Sylvie avait attiré le mousquetaire à quelques pas pour lui poser la question. Il haussa les épaules :

— Pas vraiment, madame la duchesse ! Mais le moyen de dire le contraire ? D’autant que je ne vois pas pour quelle raison un pèlerin inconnu s’amuserait à nous mentir. Et, en vérité, je ne connais pas bien Saint-Mars.

— Vous allez le libérer, ce pèlerin ?

— Le moyen de faire autrement ? Un routier de Dieu ! L’Infante serait horrifiée que l’on s’en prenne à l’un de ces gens-là…

Prenant l’officier par le bras, elle l’attira à quelques pas.

— Ne pourriez-vous, au moins…

Elle s’arrêta net. Un peu plus loin, Perceval de Raguenel et le duc de Gramont traversaient tranquillement la place où des danseurs espagnols s’apprêtaient pour un spectacle. Plantant là le mousquetaire sans autre explication, elle saisit ses jupes à deux mains et se mit à courir vers eux :

— Toutes mes excuses, monsieur le maréchal, mais je dois parler de toute urgence à votre compagnon. Souffrez que je vous l’enlève !

L’expression de joyeuse surprise s’effaça du noble visage :

— J’espérais que vous nous rejoigniez, soupira-t-il. Nous allions souper chez Mademoiselle.

— Croyez-moi tout à fait navrée, mais il s’agit d’une affaire d’importance.

Perceval connaissait trop bien Sylvie pour ne pas venir à son secours. Quelques excuses courtoises et il se laissait emmener. En quelques mots elle lui raconta ce qui venait de se passer puis, désignant le pèlerin que ses gardes laissaient aller :

— Il faut suivre cet homme ! Quelque chose me dit qu’il ment.

— Comptez sur moi !

Il se mit en marche à la suite du bonhomme tandis que Sylvie regagnait précipitamment la maison de la Reine Mère. Il fallait absolument qu’elle fût au coucher, et elle arriva juste à temps pour voir Louis XIV baiser cérémonieusement – avec tout de même un soupir de regret ! – la main de Marie-Thérèse avant de regagner son propre logis. Pendant son absence, Mme de Navailles avait réussi à calmer la Molina par le truchement de Motteville : il ne fallait pas que l’on trouble par une vilaine affaire de vol la première nuit en France. Mais, dès que la jeune fille eut posé la tête sur l’oreiller, elle lui tira sa révérence au propre comme au figuré et regagna la maison Etcheverry aussi vite que possible, sans se laisser distraire par la fête colorée qui se donnait sur la place : il fallait, à tout prix, qu’elle voie Maïtena !

En dépit de l’heure tardive, tout était encore éclairé et tout empestait le chocolat : on avait dû en préparer pour le retour du maréchal. Quand elle pénétra dans la grande salle, un certain désordre y régnait : sièges renversés, pots cassés, dont d’ailleurs Manech Etcheverry semblait se soucier fort peu.

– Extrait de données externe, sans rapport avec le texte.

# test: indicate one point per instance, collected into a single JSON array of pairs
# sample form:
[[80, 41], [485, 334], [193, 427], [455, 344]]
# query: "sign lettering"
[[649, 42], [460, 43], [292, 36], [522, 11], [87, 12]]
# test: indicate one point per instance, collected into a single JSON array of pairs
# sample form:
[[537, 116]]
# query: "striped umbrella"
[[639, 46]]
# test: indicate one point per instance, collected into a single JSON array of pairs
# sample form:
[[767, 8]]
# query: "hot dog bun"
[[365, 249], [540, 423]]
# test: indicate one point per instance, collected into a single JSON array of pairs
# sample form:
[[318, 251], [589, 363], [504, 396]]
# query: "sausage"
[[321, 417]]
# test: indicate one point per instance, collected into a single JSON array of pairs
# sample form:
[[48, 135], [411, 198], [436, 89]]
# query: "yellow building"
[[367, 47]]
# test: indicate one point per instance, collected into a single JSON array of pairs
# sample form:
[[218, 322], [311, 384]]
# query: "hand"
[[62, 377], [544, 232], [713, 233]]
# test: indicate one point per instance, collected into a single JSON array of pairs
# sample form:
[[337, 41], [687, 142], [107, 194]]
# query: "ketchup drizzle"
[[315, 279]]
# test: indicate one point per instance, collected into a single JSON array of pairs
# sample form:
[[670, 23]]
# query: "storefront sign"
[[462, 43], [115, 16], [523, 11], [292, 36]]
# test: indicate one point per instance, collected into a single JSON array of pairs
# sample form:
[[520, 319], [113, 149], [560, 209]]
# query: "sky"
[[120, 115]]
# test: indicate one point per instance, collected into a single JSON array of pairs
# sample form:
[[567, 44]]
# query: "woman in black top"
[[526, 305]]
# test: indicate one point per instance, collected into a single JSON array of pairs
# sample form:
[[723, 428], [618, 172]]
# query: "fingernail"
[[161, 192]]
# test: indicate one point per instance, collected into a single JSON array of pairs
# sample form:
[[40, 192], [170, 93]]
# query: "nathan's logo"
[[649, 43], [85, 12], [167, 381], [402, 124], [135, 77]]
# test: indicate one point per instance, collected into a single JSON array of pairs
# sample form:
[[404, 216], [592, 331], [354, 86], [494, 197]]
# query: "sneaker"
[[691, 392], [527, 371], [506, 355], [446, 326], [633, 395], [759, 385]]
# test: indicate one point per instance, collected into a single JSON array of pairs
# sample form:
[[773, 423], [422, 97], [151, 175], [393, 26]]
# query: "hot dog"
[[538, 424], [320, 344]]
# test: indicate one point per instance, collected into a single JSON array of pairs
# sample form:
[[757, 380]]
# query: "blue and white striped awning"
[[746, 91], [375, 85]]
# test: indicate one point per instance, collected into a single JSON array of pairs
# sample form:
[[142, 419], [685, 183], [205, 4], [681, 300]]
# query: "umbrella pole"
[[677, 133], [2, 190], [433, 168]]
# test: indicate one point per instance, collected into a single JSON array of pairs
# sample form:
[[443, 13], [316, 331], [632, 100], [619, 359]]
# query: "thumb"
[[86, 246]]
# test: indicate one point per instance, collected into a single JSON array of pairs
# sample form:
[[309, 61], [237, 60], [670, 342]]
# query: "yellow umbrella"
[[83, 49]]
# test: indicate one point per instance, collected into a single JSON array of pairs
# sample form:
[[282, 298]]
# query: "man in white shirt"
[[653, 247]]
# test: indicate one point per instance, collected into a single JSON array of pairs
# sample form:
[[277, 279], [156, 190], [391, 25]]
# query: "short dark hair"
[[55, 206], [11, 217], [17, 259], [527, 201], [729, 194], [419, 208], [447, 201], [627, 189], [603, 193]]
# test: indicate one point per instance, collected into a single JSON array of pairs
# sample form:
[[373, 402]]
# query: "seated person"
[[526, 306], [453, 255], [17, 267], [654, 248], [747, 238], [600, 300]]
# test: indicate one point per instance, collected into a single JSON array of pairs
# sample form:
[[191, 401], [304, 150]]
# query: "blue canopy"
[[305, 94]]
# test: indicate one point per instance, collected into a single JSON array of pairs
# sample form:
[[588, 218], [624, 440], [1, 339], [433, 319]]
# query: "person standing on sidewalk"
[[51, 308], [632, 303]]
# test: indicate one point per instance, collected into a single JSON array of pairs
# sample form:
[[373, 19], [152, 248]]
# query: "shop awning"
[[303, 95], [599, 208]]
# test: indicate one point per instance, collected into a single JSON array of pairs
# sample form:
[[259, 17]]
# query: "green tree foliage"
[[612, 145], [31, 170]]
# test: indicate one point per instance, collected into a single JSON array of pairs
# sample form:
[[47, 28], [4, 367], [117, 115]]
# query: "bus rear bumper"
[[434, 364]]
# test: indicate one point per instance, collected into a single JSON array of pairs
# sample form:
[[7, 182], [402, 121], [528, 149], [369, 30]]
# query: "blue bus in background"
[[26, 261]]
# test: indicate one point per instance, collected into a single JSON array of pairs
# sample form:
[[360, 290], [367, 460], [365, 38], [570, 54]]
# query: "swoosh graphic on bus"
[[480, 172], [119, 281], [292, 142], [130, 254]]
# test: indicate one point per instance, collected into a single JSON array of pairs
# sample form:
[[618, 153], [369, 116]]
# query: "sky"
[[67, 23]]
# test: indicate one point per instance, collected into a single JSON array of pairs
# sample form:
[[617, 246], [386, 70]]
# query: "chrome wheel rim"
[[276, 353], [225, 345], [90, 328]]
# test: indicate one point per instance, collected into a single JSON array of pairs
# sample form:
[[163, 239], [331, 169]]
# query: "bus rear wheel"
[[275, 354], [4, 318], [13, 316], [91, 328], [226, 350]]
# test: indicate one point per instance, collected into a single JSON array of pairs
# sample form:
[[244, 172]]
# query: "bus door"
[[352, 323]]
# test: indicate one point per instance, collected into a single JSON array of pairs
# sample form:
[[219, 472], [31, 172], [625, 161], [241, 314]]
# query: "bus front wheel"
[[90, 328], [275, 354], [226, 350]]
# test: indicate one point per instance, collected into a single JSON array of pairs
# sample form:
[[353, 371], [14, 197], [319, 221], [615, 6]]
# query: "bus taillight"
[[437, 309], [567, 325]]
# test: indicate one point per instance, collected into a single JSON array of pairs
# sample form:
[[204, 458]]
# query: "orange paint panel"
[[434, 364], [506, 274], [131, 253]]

Assis sur une chaise devant la cheminée, les coudes aux genoux et le dos rond, il fumait sa pipe avec une sorte de rage en regardant les flammes… Il ne se leva même pas à l’entrée de Sylvie, preuve patente qu’il devait être de fort mauvaise humeur.

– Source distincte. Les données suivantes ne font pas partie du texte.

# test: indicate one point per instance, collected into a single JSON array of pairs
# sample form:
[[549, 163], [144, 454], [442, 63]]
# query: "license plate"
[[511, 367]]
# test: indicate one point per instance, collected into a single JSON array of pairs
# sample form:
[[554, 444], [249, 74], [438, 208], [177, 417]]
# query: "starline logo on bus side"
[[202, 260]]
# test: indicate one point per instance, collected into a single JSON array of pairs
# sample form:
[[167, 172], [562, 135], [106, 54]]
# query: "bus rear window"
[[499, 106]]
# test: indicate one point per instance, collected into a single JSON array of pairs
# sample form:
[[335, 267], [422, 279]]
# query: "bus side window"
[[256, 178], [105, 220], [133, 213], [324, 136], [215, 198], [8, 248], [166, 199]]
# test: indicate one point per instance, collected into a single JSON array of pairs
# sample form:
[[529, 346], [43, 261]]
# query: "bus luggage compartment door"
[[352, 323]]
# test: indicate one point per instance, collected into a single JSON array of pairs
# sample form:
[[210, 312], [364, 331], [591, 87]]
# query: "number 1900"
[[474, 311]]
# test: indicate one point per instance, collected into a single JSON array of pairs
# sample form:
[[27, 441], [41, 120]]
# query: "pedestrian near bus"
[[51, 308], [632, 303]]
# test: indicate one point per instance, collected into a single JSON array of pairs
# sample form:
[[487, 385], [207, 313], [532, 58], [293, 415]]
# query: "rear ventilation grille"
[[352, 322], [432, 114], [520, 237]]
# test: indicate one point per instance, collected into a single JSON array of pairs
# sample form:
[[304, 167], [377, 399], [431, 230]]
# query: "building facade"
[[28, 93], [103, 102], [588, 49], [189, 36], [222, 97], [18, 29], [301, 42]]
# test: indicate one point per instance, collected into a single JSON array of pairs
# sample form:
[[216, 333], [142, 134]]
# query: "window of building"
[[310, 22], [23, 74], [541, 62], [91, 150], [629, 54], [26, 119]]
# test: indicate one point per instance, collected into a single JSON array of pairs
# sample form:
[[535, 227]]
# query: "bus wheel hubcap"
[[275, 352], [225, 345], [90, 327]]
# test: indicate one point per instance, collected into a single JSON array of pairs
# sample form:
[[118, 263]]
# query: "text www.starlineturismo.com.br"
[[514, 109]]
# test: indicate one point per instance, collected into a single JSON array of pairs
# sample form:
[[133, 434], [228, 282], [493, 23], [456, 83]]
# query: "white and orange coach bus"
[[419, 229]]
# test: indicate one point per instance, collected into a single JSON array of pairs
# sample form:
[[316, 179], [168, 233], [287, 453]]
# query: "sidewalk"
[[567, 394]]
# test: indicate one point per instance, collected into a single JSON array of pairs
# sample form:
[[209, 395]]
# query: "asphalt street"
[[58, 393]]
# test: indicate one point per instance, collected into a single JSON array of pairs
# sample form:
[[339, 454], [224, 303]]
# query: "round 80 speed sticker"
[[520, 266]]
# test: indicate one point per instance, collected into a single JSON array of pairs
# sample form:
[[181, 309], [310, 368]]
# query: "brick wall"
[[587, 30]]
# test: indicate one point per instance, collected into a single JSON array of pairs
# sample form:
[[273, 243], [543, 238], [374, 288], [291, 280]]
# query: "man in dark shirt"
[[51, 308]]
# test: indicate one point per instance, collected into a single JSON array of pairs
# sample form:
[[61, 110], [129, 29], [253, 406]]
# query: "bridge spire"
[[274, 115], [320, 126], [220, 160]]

— Vous ne dormez pas encore ? dit doucement Sylvie.

— Le moyen de dormir dans une ville prise de folie ! L’Infante aura de la chance si elle peut fermer l’œil.

— Il faut tout de même essayer. Je… j’aurais voulu parler à votre fille. Peut-être est-elle encore éveillée elle aussi ?

— Elle n’est pas là !

Le cœur de Sylvie manqua un battement et tout de suite elle envisagea le pire : les deux amoureux s’étaient enfuis avec la cassette de bijoux. Pourtant, elle obligea sa voix à rester paisible pour demander :

— Elle participe à la fête sans doute ? Elle est allée voir les danseurs… C’est bien naturel…

Mais du coup, Etcheverry se leva et lui fit face. Elle eut l’impression qu’il bouillait de colère et devait s’imposer un gros effort pour ne pas l’envoyer promener avec ses questions.